FRANKFORT, Ky. (WDRB) -- Just weeks after a Kentucky man gained national attention for shooting down a drone in his backyard, a state lawmaker is proposing new legislation.
State Representative Diane St. Onge (R-63) is hoping to define the rules and set new boundaries.
"I think that this is something which we need to pursue," St. Onge said. "There's no current law."
She says she’s trying again after two failed attempts.
Many people noted the lack of laws regarding drone use when William Merideth shot down a drone in his back yard in Hillview, Ky., last month. He cited his right to privacy, saying it got too close to his family.
"I didn't shoot across the road, I didn't shoot across my neighbors fences -- I shot directly into the air," Merideth said on July 28.
St. Onge wanted clarification on drones long before this incident garnered national attention for the issue.
“Because there have been incidences where you have drones flying over people's homes and people are shooting them down,” said St. Onge. “You have incidences where you're not quite sure whether or not a drone can be used, can the information collected be used -- you know -- the courts are sort of in a quandary. Do we use this information or not, was it obtained legally?"
This summer marks the third time she's introduced her drone legislation, BR 197.
It says law enforcement agencies in Kentucky cannot use drones to gather information unless they get a search warrant. Without it, the information collected could not be used in court.
LMPD says it does not have drones, but Louisville fire does and used one to assist efforts to fight the Whiskey Row fire back in July.
“We absolutely want to take use and make good use of the technology as we do with all technology but again as we've seen with advancements in other areas of technology, you have to be careful," said St.
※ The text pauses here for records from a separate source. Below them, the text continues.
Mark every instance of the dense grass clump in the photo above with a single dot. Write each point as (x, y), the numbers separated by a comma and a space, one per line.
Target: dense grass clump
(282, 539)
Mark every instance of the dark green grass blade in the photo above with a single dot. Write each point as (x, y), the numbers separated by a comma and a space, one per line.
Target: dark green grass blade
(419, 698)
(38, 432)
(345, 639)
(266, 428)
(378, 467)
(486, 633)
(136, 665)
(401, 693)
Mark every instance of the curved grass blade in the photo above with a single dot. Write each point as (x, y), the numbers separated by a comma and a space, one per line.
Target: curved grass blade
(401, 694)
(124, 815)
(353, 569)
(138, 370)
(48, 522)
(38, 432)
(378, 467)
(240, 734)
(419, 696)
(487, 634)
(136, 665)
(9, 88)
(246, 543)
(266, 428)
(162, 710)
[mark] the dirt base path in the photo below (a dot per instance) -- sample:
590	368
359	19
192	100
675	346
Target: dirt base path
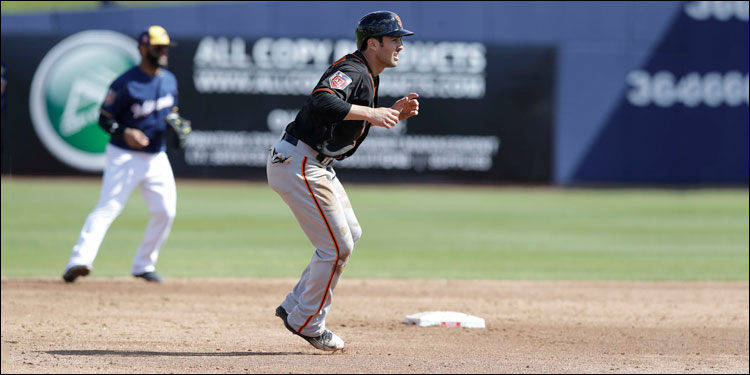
116	325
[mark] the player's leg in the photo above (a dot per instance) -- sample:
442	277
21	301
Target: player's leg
160	193
351	219
120	177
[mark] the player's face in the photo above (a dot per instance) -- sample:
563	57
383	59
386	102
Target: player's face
388	52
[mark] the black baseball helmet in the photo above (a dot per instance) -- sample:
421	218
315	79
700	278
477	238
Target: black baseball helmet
380	23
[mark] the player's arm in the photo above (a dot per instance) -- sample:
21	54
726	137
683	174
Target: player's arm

Onge.
The legislation gives exemptions to the U.S. military, companies using drones for legitimate business purposes, and colleges and universities collecting data for education, research or testing.
Rep. St. Onge says there are still several unanswered questions about drones including where they can fly, what information can be collected and how that information is used.
She says she’s sponsoring another bill dealing with personal drones and privacy, and plans to submit it in the next few weeks.
"I think the public's ready for it,” she said. “They want something out there and I think the legislators are in tuned with the need for this."
BR 197 will not be voted on until at least January.